# Sparse energy auto-encoders¶

• The definition of the algortihm behind our sparse energy auto-encoder model.
• It is an unsupervised feature extraction tool which tries to find a good sparse representation in an efficient manner.
• This notebook is meant to be imported by other notebooks for applications to image or audio data.
• Modeled after sklearn Estimator class so that it can be integrated into an sklearn Pipeline. Note that matrix dimensions are inverted (code vs math) to follow sklearn conventions.

## Algorithm¶

General problem:

• given $X \in R^{n \times N}$,
• solve $\min\limits_{Z \in R^{m \times N}, D \in R^{n \times m}, E \in R^{m \times n}} \frac{\lambda_d}{2} \|X - DZ\|_F^2 + \frac{\lambda_e}{2} \|Z - EX\|_F^2 + \lambda_s \|Z\|_1 + \frac{\lambda_g}{2} \text{tr}(Z^TLZ)$
• s.t. $\|d_i\|_2 \leq 1$, $\|e_k\|_2 \leq 1$, $i = 1, \ldots, m$, $k = 1, \ldots, n$

which can be reduced to sparse coding with dictionary learning:

• given $X \in R^{n \times N}$,
• solve $\min\limits_{Z \in R^{m \times N}, D \in R^{n \times m}} \frac{\lambda_d}{2} \|X - DZ\|_F^2 + \lambda_s \|Z\|_1$
• s.t. $\|d_i\|_2 \leq 1$, $i = 1, \ldots, m$

Observations:

• Almost ten times faster (on comparison_xavier) using optimized linear algebra subroutines:
• None: 9916s
• ATLAS: 1335s (is memory bandwith limited)
• OpenBLAS: 1371s (seems more CPU intensive than ATLAS)

Open questions:

• First optimize for Z (last impl) or first for D/E (new impl) ?
• Seem to converge much faster if Z optimized last (see comparison_xavier).
• But two times slower.
• In fit we optimize for parameters D, E so it makes sense to optimize them last.
• Need to optimize for Z first if we initialize it with zeros.
• Fast evaluation of la.norm(Z.T.dot(Z)).
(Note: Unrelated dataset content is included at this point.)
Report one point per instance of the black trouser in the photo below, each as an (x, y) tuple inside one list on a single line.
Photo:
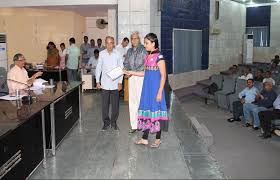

Cumulative to save memory ?
• Consider adding an option for $E = D^T$
• Use single precision, i.e. float32 ? Yes, it saves memory and speed up computation due to reduced memory bandwidth.
In [ ]:
import numpy as np
import numpy.linalg as la
from pyunlocbox import functions, solvers
import matplotlib.pyplot as plt
%matplotlib inline

class auto_encoder():
"""Sparse energy auto-encoder."""

def __init__(self, m=100, ls=None, ld=None, le=None, lg=None,
rtol=1e-3, xtol=None, N_inner=100, N_outer=15):
"""
Model hyper-parameters and solver stopping criteria.

Model hyper-parameters:
m:  number of atoms in the dictionary, sparse code length
ld: weigth of the dictionary l2 penalty
le: weigth of the encoder l2 penalty
lg: weight of the graph smoothness

Stopping criteria::
rtol: objective function convergence
xtol: model parameters convergence
N_inner: hard limit of inner iterations
N_outer: hard limit of outer iterations
"""
self.m = m
self.ls = ls
self.ld = ld
self.le = le
self.lg = lg
self.N_outer = N_outer

# Solver common parameters.
self.params = {'rtol':       rtol,
'xtol':       xtol,
'maxit':      N_inner,
'verbosity': 'NONE'}

def _convex_functions(self, X, L, Z):
"""Define convex functions."""

f = functions.proj_b2()
self.f = functions.func()
self.f._eval = lambda X: 0
self.f._prox = lambda X,_: f._prox(X.T, 1).T
#self.f._prox = lambda X,_: _normalize(X)

if self.ld is not None:
self.g_d = functions.norm_l2(lambda_=self.ld/2., A=Z, y=X, tight=False)
self.g_z = functions.norm_l2(lambda_=self.ld/2., A=self.D.T, y=X.T, tight=False)
else:
self.g_z = functions.dummy()

if self.le is not None:
self.h_e = functions.norm_l2(lambda_=self.le/2., A=X, y=Z, tight=False)
self.h_z = functions.norm_l2(lambda_=self.le/2., y=lambda: X.dot(self.E).T, tight=True)
else:
self.h_z = functions.dummy()

if self.lg is not None:
self.j_z = functions.func()
# tr(A*B) = sum(A.*B^T).
#self.j_z._eval = lambda Z: self.lg/2. * np.trace(Z.dot(L.dot(Z.T)))
#self.j_z._eval = lambda Z: self.lg/2. * np.multiply(L.dot(Z.T), Z.T).sum()
self.j_z._eval = lambda Z: self.lg/2. * np.einsum('ij,ji->', L.dot(Z.T), Z)
self.j_z._grad = lambda Z: self.lg * L.dot(Z.T).T
else:
self.j_z = functions.dummy()

self.ghj_z = functions.func()
self.ghj_z._eval = lambda Z: self.j_z._eval(Z) + self.g_z._eval(Z) + self.h_z._eval(Z)

if self.ls is not None:
self.i_z = functions.norm_l1(lambda_=self.ls)
else:
self.i_z = functions.dummy()

def _minD(self, X, Z):
"""Convex minimization for D."""

# Lipschitz continuous gradient. Faster if larger dim is 'inside'.
B = self.ld * la.norm(Z.T.dot(Z))

solver = solvers.forward_backward(step=1./B, method='FISTA')
ret = solvers.solve([self.g_d, self.f], self.D, solver, **self.params)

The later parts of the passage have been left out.